TACTIC demonstrated remarkable analytical capabilities, achieving attomolar (am) sensitivity and single‐base discrimination specificity across diverse nucleic acid targets. With a streamlined 30 min workflow, it eliminates the need for manual intervention and minimizes the risk of cross‐contamination associated with multi‐step procedures, offering significant practical advantages. Importantly, the robustness of the platform has been validated in complex biological matrices, including cell lines, in situ mouse models (plasma and urine‐derived extracellular vesicles), and clinical patient cohorts. Quantitative results for target EV miRNA expression obtained using this platform show high concordance with those from the gold‐standard RT‐qPCR method. Furthermore, integration with machine learning‐based multi‐parameter analysis enhances its diagnostic potential. An LDA model trained on multiple EV miRNA features achieves high accuracy, sensitivity, and specificity in distinguishing BC patients from HD and in detecting early‐stage disease. This platform establishes a reliable and versatile foundation for point‐of‐care testing, biomarker validation, and precision oncology, particularly in the context of early cancer detection and molecular subtyping based on liquid biopsy markers.
Experimental Section
4
Materials
All synthetic DNA and RNA oligonucleotides were purchased from Sangon Biotech (Shanghai, China). Detailed nucleotide sequences are provided in Tables S1 and S2 (Supporting Information). T4 DNA ligase, Exonuclease I/Exonuclease III, SplintR Ligase, TtAgo, Bst 3.0 DNA polymerase, nicking endonucleases (Nb.BsrDI, Nb.BtsI, and Nb.BsmI), and their supplied buffers were obtained from New England Biolabs (NEB, USA). SYBR Green I dye (20×) was purchased from G‐clone (Beijing, China). The LV Exosome Isolation Kit V1, WisExo Exosome Isolation Kit (Precipitation), and Universal RNA Extraction Kit were acquired from WisDelivery Biotech (Wuhan, China). The Monarch Plasmid Miniprep Kit was ordered from New England Biolabs (NEB, USA). The miRNA First Strand cDNA Synthesis Kit (Stem‐loop Method) was sourced from Sangon Biotech (Shanghai, China). The TB Green Premix Ex TaqII Kit was purchased from Takara Biotech (Dalian, China). The BALB/c nude mice (n = 12, female, 4–6 weeks) were bought from Cavens (Changzhou, China).

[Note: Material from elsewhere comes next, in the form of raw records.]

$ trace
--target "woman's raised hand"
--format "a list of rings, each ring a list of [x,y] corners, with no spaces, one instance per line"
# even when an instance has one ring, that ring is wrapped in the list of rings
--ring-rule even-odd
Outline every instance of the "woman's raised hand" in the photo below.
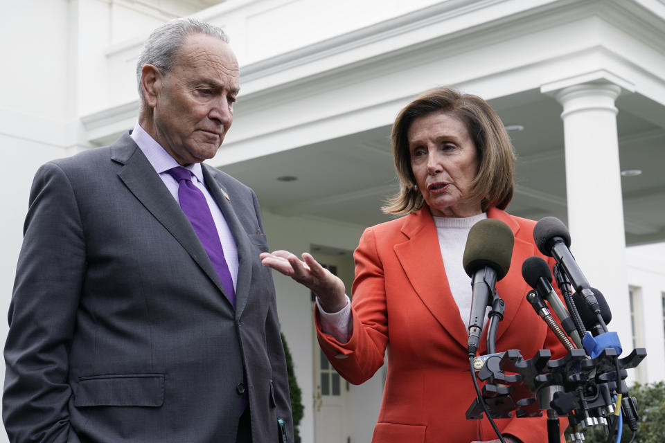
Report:
[[[262,253],[259,258],[263,266],[288,275],[311,289],[319,298],[319,307],[326,312],[337,312],[346,304],[344,282],[321,266],[310,254],[303,253],[301,260],[288,251],[275,251]]]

Circular Template Preparation
The linear single‐stranded padlock probe was cyclized with the assistance of a DNA primer by using a classical denaturation‐annealing protocol. Briefly, 1 µL padlock probe (20 µM) was mixed with an equimolar amount of DNA bridge primer (BP) and supplemented with nuclease‐free water to a final volume of 12 µL. The mixture was incubated at 95 °C for 5 min and then rapidly cooled to room temperature. Subsequently, 1 µL of T4 DNA ligase (400 U) and 2 µL of ligase buffer were added. After thorough mixing, the reaction was incubated overnight (12 h) at 16 °C, followed by heat inactivation at 65 °C for 20 min. Finally, 2 µL of Exonuclease I (40U), 1 µL of Exonuclease III (100 U), and 2 µL of Exonuclease I buffer were added to the mixture and incubated overnight (12 h). The exonucleases were then inactivated by heating at 80 °C for 20 min. The resulting circular template (1 µM) was stored at −20 °C until use.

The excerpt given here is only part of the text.